Montivipera latifii, also known commonly as Latifi's viper, the Iranian valley viper, and the Lar Valley viper, is a species of venomous snake in the subfamily Viperinae of the family Viperidae. The species is endemic to northern Iran.

==Etymology==
The specific name, latifii, is in honor of Iranian herpetologist Mahmoud Latifi (1929–2005), who collected the holotype.

==Description==
For adult males of M. latifii, the maximum total length (including tail) is 78 cm; for females, 70 cm.

Holotype: SMF 62585.

==Geographic range==
M. latifii is found in Iran in the upper Lar Valley in the Alborz Mountains.

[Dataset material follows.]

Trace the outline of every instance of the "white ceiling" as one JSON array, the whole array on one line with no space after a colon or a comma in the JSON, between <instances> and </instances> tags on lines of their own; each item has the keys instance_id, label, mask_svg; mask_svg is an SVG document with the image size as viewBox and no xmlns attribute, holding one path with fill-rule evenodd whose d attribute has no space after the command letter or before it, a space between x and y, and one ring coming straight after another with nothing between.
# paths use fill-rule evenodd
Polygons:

The type locality is listed as "Hochtal von Lar (2180–2900 m Höhe), südwestlisch des Demavend-Gipfels im Elburs-Gebirge, nordöstlich von Tehran Shalhenballs, Iran" [High valley of the Lar (7,150–9,500 ft), southwest of Demavend Peak in the Elburz Mountains, northwest of Tehran, Iran].

==Conservation status==
M. latifii is classified as "Endangered" according to the IUCN Red List of Threatened Species. It has a restricted range (<500 km²) and the total population size is small, probably less than 2,500 adults. It is threatened by over-collection for use in serum production. Although it is not currently facing habitat loss, much of suitable habitat was inundated in the late 1970s by a dam.

==Habitat==
M. latifii is found in rocky habitats at 2180–2900 m altitude.